Tonic Solfa for Brass?

Discussion in 'The Rehearsal Room' started by Manx Music Girl, Apr 6, 2005.

  1. Manx Music Girl

    Manx Music Girl New Member


    I'm not a brass musician, but I am working on a large scale music databasing/archiving project on the Isle of Man. I recently found some rare MS bands parts from around 1900-1910, but they are all in tonic solfa - even the original scores.

    Can anyone tell me if it is usual to use solfa for brass music? I was kind of under the impression that it was mainly for singers.

    Any info would be greatly received.

  2. brasscrest

    brasscrest Active Member

    First I've ever heard of actual brass parts being written in solfa.

    We have some idiosyncracies in our notation (tubas in treble clef, things like that), but not anything like parts in solfa.

    A full score in solfa must be really hard for the conductor to follow!
  3. Cornishwomble

    Cornishwomble Active Member

    OK I'll be the one brave enough to say it,

    What the hell is Solfa? I've never heard of it, if someone can enlighten me then that would be great. (And I'm sure I'm not the only one ;) )
  4. brasscrest

    brasscrest Active Member

    Solfa (or solfege) is a system of writing music using the "do, re, mi" indications instead of the normal staff.

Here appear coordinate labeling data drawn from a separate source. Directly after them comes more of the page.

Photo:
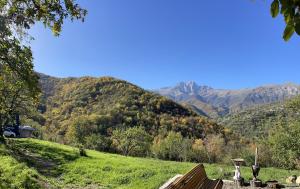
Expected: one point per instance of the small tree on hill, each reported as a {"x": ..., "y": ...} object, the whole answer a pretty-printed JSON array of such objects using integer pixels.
[{"x": 133, "y": 141}]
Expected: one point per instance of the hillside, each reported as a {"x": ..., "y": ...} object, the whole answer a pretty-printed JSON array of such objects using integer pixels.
[
  {"x": 258, "y": 121},
  {"x": 29, "y": 163},
  {"x": 219, "y": 102},
  {"x": 108, "y": 103}
]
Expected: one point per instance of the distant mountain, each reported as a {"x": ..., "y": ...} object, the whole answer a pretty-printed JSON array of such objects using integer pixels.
[
  {"x": 109, "y": 103},
  {"x": 258, "y": 121},
  {"x": 219, "y": 102}
]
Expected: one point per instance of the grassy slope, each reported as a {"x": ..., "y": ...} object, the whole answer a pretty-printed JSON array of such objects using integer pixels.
[{"x": 45, "y": 164}]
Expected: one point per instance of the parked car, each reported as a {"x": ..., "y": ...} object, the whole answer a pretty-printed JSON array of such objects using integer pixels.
[{"x": 8, "y": 133}]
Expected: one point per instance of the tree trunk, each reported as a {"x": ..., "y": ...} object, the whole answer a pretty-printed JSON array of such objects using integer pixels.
[{"x": 1, "y": 135}]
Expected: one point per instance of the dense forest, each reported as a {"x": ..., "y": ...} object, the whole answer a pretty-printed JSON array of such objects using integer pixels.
[
  {"x": 112, "y": 115},
  {"x": 256, "y": 122}
]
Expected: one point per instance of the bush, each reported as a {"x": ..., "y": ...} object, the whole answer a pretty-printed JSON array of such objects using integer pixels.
[
  {"x": 172, "y": 147},
  {"x": 133, "y": 141},
  {"x": 284, "y": 143}
]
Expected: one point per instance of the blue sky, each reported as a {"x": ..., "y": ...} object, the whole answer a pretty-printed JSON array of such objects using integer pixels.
[{"x": 157, "y": 43}]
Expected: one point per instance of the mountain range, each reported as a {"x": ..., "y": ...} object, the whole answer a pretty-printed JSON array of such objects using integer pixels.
[
  {"x": 104, "y": 104},
  {"x": 216, "y": 103}
]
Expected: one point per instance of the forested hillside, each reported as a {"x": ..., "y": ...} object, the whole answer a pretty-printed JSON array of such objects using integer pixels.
[
  {"x": 217, "y": 103},
  {"x": 259, "y": 120},
  {"x": 109, "y": 114}
]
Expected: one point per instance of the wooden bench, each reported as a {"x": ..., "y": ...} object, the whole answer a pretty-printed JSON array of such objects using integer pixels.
[{"x": 196, "y": 179}]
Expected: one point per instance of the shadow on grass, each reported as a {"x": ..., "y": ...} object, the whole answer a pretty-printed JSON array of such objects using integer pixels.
[{"x": 47, "y": 160}]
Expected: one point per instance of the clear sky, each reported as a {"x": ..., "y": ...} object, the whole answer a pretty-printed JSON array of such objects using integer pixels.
[{"x": 156, "y": 43}]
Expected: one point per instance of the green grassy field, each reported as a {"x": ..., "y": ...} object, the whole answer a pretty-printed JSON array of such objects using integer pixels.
[{"x": 30, "y": 163}]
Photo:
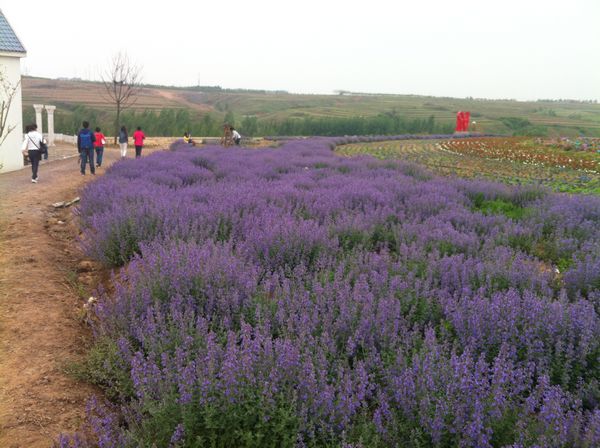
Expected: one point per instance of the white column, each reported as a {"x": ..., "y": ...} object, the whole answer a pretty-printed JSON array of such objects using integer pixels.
[
  {"x": 50, "y": 111},
  {"x": 38, "y": 116}
]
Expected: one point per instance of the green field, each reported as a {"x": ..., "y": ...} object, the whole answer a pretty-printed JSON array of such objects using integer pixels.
[
  {"x": 435, "y": 155},
  {"x": 550, "y": 118}
]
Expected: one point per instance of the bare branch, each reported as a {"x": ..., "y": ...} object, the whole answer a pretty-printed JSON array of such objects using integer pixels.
[
  {"x": 122, "y": 84},
  {"x": 8, "y": 91}
]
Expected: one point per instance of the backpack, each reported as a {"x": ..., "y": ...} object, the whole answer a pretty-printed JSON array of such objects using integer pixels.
[{"x": 85, "y": 140}]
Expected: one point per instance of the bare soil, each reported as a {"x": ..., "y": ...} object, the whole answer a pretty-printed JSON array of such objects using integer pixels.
[{"x": 44, "y": 283}]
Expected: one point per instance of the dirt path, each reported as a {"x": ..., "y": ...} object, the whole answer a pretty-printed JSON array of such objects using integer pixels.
[{"x": 41, "y": 325}]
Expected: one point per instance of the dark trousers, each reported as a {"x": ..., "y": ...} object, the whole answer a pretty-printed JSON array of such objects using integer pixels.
[
  {"x": 99, "y": 154},
  {"x": 34, "y": 158},
  {"x": 87, "y": 154}
]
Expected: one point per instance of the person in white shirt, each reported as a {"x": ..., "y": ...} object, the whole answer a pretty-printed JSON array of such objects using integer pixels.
[
  {"x": 32, "y": 144},
  {"x": 236, "y": 136}
]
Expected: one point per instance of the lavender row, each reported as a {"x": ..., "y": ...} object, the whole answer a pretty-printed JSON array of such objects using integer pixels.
[{"x": 289, "y": 297}]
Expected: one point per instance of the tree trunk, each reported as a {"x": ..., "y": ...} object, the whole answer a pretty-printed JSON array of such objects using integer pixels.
[{"x": 117, "y": 127}]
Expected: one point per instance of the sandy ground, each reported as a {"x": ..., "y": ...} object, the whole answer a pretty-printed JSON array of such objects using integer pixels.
[{"x": 44, "y": 281}]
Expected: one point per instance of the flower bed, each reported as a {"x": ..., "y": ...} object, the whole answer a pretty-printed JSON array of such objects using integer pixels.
[{"x": 291, "y": 297}]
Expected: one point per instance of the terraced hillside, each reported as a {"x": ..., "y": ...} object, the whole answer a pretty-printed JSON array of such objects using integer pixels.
[{"x": 555, "y": 118}]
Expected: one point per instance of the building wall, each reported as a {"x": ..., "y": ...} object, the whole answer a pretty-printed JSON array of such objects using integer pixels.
[{"x": 10, "y": 151}]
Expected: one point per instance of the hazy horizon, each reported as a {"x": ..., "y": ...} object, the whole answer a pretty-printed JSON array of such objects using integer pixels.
[{"x": 510, "y": 50}]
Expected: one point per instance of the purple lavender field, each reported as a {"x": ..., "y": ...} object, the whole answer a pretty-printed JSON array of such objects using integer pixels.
[{"x": 292, "y": 298}]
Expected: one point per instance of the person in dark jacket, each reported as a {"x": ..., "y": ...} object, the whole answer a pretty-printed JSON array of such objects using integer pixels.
[{"x": 85, "y": 145}]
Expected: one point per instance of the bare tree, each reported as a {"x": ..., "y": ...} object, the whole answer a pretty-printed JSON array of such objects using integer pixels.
[
  {"x": 8, "y": 91},
  {"x": 122, "y": 82}
]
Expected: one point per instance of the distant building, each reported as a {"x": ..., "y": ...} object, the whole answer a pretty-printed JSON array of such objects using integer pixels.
[{"x": 11, "y": 52}]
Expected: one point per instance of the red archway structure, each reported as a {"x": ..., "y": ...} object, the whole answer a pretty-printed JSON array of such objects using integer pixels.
[{"x": 462, "y": 121}]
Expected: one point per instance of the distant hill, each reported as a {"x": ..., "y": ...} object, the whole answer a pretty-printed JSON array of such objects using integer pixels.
[{"x": 499, "y": 116}]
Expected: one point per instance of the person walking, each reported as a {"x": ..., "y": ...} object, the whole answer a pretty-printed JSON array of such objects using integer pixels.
[
  {"x": 237, "y": 138},
  {"x": 99, "y": 142},
  {"x": 138, "y": 141},
  {"x": 85, "y": 145},
  {"x": 32, "y": 144},
  {"x": 123, "y": 137}
]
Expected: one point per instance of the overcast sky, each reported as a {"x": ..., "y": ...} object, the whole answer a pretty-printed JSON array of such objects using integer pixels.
[{"x": 523, "y": 49}]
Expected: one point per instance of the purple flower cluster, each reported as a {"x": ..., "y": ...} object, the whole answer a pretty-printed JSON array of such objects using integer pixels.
[{"x": 289, "y": 297}]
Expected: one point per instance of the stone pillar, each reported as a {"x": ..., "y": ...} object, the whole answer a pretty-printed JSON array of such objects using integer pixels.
[
  {"x": 50, "y": 111},
  {"x": 38, "y": 116}
]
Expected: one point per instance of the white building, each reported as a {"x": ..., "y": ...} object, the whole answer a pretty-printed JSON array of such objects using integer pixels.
[{"x": 11, "y": 52}]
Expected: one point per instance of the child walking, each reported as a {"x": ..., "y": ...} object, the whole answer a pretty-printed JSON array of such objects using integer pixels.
[
  {"x": 138, "y": 141},
  {"x": 123, "y": 137},
  {"x": 85, "y": 145},
  {"x": 99, "y": 146}
]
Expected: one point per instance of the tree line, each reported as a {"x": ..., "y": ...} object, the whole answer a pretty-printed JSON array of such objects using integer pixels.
[{"x": 174, "y": 122}]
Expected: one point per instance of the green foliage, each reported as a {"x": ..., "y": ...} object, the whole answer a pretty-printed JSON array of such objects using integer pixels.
[
  {"x": 174, "y": 122},
  {"x": 249, "y": 422},
  {"x": 499, "y": 206},
  {"x": 104, "y": 368}
]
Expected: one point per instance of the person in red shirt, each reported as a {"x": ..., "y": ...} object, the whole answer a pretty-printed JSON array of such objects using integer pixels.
[
  {"x": 138, "y": 141},
  {"x": 99, "y": 146}
]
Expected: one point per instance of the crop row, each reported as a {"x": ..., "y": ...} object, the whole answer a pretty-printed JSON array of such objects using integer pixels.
[
  {"x": 291, "y": 297},
  {"x": 435, "y": 156}
]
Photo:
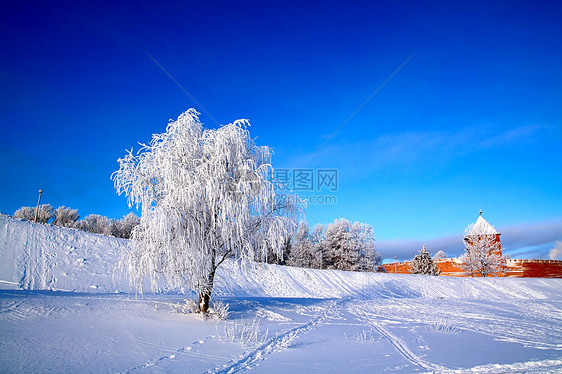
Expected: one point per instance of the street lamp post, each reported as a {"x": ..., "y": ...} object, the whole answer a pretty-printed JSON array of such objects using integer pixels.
[{"x": 37, "y": 208}]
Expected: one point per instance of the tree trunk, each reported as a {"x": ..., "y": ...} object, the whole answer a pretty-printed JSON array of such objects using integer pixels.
[
  {"x": 204, "y": 298},
  {"x": 205, "y": 295}
]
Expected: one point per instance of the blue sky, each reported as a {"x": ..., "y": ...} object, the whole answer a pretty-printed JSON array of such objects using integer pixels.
[{"x": 429, "y": 112}]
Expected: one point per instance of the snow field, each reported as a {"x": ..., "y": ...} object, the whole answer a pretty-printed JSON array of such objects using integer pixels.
[{"x": 282, "y": 319}]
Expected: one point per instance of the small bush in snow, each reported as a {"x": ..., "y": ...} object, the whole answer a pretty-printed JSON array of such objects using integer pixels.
[
  {"x": 65, "y": 217},
  {"x": 95, "y": 224},
  {"x": 219, "y": 311},
  {"x": 247, "y": 333},
  {"x": 423, "y": 264},
  {"x": 187, "y": 307},
  {"x": 44, "y": 214}
]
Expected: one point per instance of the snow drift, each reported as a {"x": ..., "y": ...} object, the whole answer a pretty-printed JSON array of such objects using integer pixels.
[{"x": 36, "y": 257}]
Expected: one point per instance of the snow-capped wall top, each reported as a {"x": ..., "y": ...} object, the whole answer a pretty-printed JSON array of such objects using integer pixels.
[{"x": 482, "y": 227}]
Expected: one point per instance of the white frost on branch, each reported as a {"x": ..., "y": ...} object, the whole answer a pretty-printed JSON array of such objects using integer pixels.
[
  {"x": 205, "y": 196},
  {"x": 483, "y": 254}
]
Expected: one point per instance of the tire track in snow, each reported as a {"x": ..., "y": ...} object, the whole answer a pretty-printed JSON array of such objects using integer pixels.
[
  {"x": 185, "y": 349},
  {"x": 401, "y": 346},
  {"x": 277, "y": 343}
]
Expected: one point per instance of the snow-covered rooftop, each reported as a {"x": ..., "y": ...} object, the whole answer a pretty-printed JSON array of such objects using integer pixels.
[{"x": 482, "y": 227}]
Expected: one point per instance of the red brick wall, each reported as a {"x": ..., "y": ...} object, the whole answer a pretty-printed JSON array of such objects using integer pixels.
[{"x": 515, "y": 268}]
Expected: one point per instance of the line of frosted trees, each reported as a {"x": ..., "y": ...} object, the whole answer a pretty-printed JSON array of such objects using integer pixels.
[
  {"x": 68, "y": 217},
  {"x": 341, "y": 245}
]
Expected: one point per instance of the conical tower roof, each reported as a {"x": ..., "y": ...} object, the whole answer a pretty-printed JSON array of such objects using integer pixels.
[{"x": 482, "y": 227}]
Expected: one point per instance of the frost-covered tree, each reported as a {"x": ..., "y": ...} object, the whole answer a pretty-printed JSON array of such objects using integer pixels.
[
  {"x": 439, "y": 255},
  {"x": 65, "y": 217},
  {"x": 349, "y": 246},
  {"x": 483, "y": 256},
  {"x": 127, "y": 224},
  {"x": 423, "y": 264},
  {"x": 304, "y": 251},
  {"x": 205, "y": 196},
  {"x": 44, "y": 214}
]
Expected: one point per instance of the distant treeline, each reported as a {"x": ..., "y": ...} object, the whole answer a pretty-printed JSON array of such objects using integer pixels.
[{"x": 68, "y": 217}]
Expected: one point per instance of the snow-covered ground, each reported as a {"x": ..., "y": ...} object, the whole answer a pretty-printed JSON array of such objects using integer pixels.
[{"x": 282, "y": 319}]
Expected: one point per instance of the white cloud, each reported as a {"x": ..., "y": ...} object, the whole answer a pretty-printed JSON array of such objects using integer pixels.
[{"x": 556, "y": 252}]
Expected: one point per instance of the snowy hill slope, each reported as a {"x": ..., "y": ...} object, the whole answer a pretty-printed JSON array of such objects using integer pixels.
[
  {"x": 283, "y": 319},
  {"x": 35, "y": 256}
]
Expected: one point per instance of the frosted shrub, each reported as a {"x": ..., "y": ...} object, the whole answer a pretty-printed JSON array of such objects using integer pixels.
[
  {"x": 205, "y": 196},
  {"x": 247, "y": 333},
  {"x": 95, "y": 223},
  {"x": 187, "y": 307},
  {"x": 349, "y": 246},
  {"x": 483, "y": 255},
  {"x": 25, "y": 212},
  {"x": 44, "y": 214},
  {"x": 65, "y": 217},
  {"x": 127, "y": 224},
  {"x": 423, "y": 264},
  {"x": 219, "y": 311}
]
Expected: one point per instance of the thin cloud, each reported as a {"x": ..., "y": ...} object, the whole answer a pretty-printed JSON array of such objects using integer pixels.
[
  {"x": 556, "y": 252},
  {"x": 413, "y": 148}
]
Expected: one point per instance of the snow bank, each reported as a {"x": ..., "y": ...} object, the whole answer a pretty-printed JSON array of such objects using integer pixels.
[{"x": 35, "y": 256}]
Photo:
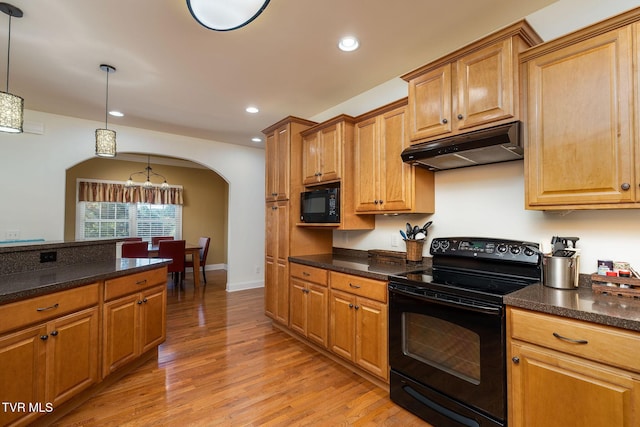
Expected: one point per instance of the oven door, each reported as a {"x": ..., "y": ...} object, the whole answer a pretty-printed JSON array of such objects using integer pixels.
[{"x": 451, "y": 345}]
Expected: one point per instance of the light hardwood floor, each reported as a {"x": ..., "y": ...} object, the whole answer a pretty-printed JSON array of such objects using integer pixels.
[{"x": 223, "y": 364}]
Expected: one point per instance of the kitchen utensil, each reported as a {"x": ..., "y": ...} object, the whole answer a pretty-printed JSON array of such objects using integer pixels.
[{"x": 561, "y": 271}]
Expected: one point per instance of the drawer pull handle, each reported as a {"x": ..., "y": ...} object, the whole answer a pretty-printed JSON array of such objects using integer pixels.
[
  {"x": 560, "y": 337},
  {"x": 48, "y": 308}
]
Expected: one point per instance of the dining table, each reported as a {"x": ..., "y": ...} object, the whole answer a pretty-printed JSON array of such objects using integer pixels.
[{"x": 190, "y": 248}]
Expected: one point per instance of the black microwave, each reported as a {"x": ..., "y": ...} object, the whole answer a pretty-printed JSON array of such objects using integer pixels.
[{"x": 320, "y": 205}]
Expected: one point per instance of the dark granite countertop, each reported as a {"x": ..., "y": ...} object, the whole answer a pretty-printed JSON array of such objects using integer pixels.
[
  {"x": 358, "y": 265},
  {"x": 581, "y": 303},
  {"x": 17, "y": 286}
]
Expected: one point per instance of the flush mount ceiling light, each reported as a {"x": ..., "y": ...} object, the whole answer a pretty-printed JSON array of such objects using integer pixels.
[
  {"x": 348, "y": 44},
  {"x": 225, "y": 15},
  {"x": 11, "y": 106},
  {"x": 148, "y": 172},
  {"x": 106, "y": 138}
]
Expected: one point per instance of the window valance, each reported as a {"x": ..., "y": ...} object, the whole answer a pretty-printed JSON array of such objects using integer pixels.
[{"x": 99, "y": 191}]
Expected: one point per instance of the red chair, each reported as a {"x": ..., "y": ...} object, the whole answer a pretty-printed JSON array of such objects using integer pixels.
[
  {"x": 135, "y": 250},
  {"x": 173, "y": 249},
  {"x": 203, "y": 242},
  {"x": 156, "y": 239}
]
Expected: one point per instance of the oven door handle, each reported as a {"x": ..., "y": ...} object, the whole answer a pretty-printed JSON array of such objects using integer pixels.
[{"x": 480, "y": 308}]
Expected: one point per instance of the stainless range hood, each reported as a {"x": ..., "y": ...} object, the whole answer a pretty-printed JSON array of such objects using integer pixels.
[{"x": 493, "y": 145}]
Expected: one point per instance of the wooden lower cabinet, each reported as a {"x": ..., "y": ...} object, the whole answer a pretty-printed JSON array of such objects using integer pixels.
[
  {"x": 46, "y": 364},
  {"x": 554, "y": 382},
  {"x": 132, "y": 325},
  {"x": 358, "y": 322}
]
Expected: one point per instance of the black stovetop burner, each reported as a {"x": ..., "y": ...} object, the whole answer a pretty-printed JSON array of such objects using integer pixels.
[{"x": 483, "y": 268}]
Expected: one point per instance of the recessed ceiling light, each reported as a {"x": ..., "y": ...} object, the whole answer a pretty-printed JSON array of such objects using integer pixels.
[{"x": 348, "y": 44}]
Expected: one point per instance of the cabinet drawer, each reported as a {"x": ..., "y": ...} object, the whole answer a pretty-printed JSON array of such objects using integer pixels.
[
  {"x": 45, "y": 307},
  {"x": 605, "y": 344},
  {"x": 309, "y": 274},
  {"x": 124, "y": 285},
  {"x": 362, "y": 286}
]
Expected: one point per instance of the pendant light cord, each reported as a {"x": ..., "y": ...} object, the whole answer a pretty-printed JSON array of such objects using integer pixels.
[
  {"x": 8, "y": 52},
  {"x": 106, "y": 107}
]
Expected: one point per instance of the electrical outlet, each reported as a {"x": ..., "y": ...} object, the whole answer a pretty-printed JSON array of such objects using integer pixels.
[{"x": 48, "y": 256}]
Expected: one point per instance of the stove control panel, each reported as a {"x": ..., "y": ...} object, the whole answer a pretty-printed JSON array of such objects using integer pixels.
[{"x": 486, "y": 248}]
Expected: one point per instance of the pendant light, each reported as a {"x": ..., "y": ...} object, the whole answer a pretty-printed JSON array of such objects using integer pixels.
[
  {"x": 11, "y": 106},
  {"x": 225, "y": 15},
  {"x": 106, "y": 138}
]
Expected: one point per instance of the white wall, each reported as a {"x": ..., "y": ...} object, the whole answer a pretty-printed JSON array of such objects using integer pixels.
[
  {"x": 489, "y": 200},
  {"x": 32, "y": 170}
]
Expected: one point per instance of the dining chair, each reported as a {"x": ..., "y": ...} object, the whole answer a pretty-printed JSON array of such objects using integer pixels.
[
  {"x": 156, "y": 239},
  {"x": 135, "y": 250},
  {"x": 203, "y": 242},
  {"x": 173, "y": 249}
]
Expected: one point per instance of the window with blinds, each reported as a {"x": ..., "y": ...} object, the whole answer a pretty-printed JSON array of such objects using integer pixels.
[{"x": 109, "y": 220}]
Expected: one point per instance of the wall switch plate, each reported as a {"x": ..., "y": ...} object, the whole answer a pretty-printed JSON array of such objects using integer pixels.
[{"x": 48, "y": 256}]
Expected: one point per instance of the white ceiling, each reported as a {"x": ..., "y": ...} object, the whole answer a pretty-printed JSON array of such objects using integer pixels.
[{"x": 173, "y": 75}]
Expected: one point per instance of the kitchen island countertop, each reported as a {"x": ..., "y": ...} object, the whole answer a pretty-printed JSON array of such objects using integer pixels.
[
  {"x": 18, "y": 286},
  {"x": 581, "y": 304}
]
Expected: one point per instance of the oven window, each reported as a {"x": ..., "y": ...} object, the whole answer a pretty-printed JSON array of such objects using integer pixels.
[{"x": 442, "y": 344}]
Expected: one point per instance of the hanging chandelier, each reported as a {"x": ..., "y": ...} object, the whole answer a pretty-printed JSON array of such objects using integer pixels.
[
  {"x": 11, "y": 106},
  {"x": 149, "y": 173},
  {"x": 225, "y": 15},
  {"x": 106, "y": 138}
]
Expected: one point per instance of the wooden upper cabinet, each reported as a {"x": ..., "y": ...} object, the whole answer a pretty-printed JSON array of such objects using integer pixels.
[
  {"x": 383, "y": 183},
  {"x": 471, "y": 88},
  {"x": 579, "y": 97},
  {"x": 322, "y": 151},
  {"x": 278, "y": 152}
]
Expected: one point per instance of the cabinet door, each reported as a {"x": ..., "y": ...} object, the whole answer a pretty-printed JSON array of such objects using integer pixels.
[
  {"x": 330, "y": 144},
  {"x": 120, "y": 334},
  {"x": 485, "y": 86},
  {"x": 22, "y": 371},
  {"x": 271, "y": 173},
  {"x": 430, "y": 104},
  {"x": 310, "y": 158},
  {"x": 342, "y": 324},
  {"x": 153, "y": 314},
  {"x": 371, "y": 337},
  {"x": 317, "y": 314},
  {"x": 367, "y": 165},
  {"x": 72, "y": 355},
  {"x": 395, "y": 176},
  {"x": 298, "y": 306},
  {"x": 550, "y": 389},
  {"x": 579, "y": 148}
]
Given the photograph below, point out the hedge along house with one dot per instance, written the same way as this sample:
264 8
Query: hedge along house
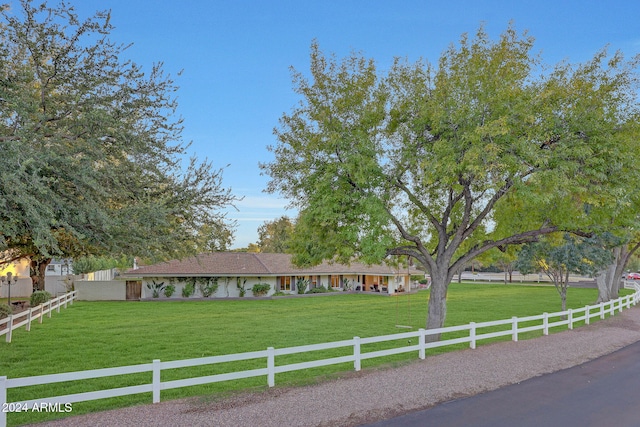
235 273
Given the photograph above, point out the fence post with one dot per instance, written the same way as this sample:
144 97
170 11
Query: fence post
155 381
570 319
3 400
271 366
10 326
587 314
29 319
472 335
612 308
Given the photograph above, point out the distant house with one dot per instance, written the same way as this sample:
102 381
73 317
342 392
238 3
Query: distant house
236 270
59 267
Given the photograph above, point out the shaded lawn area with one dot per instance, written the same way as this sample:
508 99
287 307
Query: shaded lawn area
91 335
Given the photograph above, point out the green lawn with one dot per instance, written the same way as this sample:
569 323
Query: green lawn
90 335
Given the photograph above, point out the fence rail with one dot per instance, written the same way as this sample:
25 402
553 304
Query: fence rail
11 323
512 327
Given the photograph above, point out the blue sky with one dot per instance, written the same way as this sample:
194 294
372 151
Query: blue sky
235 56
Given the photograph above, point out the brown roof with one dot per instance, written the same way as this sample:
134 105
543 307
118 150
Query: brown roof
252 264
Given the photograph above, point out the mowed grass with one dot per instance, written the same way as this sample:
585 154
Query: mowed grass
91 335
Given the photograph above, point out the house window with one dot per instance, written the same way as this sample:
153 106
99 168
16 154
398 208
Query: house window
285 283
335 281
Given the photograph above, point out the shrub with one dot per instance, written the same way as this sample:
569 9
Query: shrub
301 285
155 288
39 297
188 290
260 289
207 285
241 287
5 311
169 290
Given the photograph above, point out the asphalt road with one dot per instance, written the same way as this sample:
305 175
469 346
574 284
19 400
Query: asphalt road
602 392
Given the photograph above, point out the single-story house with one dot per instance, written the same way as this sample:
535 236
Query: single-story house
236 272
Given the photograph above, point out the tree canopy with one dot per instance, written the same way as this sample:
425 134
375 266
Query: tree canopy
91 149
274 236
441 163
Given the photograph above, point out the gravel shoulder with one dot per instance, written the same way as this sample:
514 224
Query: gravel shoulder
376 394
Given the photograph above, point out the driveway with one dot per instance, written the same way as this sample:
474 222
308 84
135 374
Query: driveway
601 392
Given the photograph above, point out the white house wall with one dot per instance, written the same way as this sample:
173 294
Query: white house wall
221 292
112 290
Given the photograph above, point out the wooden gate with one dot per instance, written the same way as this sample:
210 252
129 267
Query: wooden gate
134 289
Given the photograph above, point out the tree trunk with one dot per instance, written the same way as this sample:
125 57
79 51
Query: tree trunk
437 310
37 269
608 280
622 256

It was extensively used in vocal music. For example, the SA vocal publication printed both standard notation and solfa in its Musical Salvationist series up until (if I remember correctly) around 1980.
  5. Will the Sec

    Will the Sec Active Member

    I've been going through Fulham's large library, and can say that a lot of sing a long numbers from pre war, and where lyircs are shown on the Solo Cornet Conductorthe tonic solfa notation is shown as well.

    I've not come across n arrangement only in tonic solfa - makes little sense to me.

    Can you post a word file with a scan of an example in?
  6. horn1

    horn1 Member

    Sounds interesting though! Would be good to have a look at!
  7. Manx Music Girl

    Manx Music Girl New Member

    The music we have is all manuscript and comes from one small village band on teh Isle of Man. It includes two exercise books of scores by the arranger and three incomplete sets of parts on little cards and scraps of paper. Solfa was quite prevalent here during the 19th c, and one individual version eveolved specific to the Isle of Man.

    The fact that Solfa is unusual implies that these musicians were not trained by other brass teachers, but probably involved a bit of self teaching, and so solfa was used. We know the arranger could read standard notation as we also have some other compositions by him. This has become quite an intriguing little band. 7 parts only, but were in demand enough to travel all over the Island to perform. We have one living witness to their performances, so I'll speak to her and find out if they were any help.

    Thanks for all you help guys. If you come across anything else you think may be of interest, please contact me.

    Thanks again!
  8. Cornishwomble

    Cornishwomble Active Member

    Thanks :tup

    Yet again my musical knowledge gets expanded on here!